Наш отец, хотя и не имел постоянной прописки в раю, постоянно общался с ангелами. И именно таким образом мы попали в число актеров, вместе с ним игравших в ставшем бешено популярным эстрадном ревю “Что же вы хотите, Уилл?, или Что угодно”{67}.
Музыка затихла, гасли огни, хористы расходились по домам. Вечеринка закончилась. Он поцеловал меня в макушку — совсем легко, едва касаясь, но все-таки поцеловал. “Никогда больше не буду мыть голову”, — подумала я. Спустя мгновенье они уехали.

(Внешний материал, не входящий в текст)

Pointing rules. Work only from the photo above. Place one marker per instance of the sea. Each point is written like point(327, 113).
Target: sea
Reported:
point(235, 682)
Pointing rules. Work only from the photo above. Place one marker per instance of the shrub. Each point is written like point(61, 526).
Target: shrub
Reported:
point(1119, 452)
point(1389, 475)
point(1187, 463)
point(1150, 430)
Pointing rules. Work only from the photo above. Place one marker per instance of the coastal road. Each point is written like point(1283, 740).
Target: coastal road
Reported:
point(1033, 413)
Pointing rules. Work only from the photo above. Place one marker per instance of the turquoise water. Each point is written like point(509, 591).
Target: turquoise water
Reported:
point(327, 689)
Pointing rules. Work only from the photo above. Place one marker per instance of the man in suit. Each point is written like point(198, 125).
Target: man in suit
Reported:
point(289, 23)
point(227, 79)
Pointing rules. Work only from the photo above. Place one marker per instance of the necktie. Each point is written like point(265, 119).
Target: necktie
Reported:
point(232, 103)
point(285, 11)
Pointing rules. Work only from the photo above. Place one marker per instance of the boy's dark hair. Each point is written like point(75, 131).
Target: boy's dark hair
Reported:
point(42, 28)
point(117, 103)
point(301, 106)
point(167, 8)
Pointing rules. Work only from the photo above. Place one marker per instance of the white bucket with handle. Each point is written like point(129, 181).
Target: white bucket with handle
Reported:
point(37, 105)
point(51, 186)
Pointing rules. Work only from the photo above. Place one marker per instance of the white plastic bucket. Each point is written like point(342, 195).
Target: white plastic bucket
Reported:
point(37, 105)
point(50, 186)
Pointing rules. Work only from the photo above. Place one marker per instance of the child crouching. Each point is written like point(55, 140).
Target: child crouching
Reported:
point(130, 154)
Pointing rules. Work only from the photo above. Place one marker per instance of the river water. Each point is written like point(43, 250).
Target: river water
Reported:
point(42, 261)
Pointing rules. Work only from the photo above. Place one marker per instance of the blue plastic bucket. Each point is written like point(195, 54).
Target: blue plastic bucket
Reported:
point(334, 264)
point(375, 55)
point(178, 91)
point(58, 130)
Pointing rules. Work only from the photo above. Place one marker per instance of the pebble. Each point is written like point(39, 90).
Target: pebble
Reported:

Выскочив на улицу, я поймала такси, чтобы ехать домой, но была в таком состоянии, что, выйдя на Лейм-Корт-роуд, остаток дороги протопала пешком. Мне нужно было пройтись. К тому времени как я добралась до Брикстона, небо приняло оттенок газового пламени. На мне была новая пара туфель, которые мне ужасно нравились, — самый, как я считала, шик, из красного сафьяна. На высоких каблуках, с ремешками на щиколотке; в полцарства мне обошлись. Высокие каблуки цокали по тротуару, и я никогда потом в своей жизни не чувствовала себя более взрослой, чем тем ранним утром по дороге домой, глядя на свою тень, покачивающуюся впереди меня на соблазнительных шпильках. Потому что этой уже на исходе ночью я впервые занималась любовью с парнем; и мой отец впервые поцеловал меня; и я впервые узнала, что мое имя появится в блеске огней на Шафтсбери-авеню, и я задыхалась от восторга и ужаса перед жизнью.
Когда я добралась до дома, бабушка еще не ложилась; сидя в кимоно, она допивала последний стаканчик мятного ликера. Увидев мое ликующее лицо, она поставила на плиту чайник и обняла меня.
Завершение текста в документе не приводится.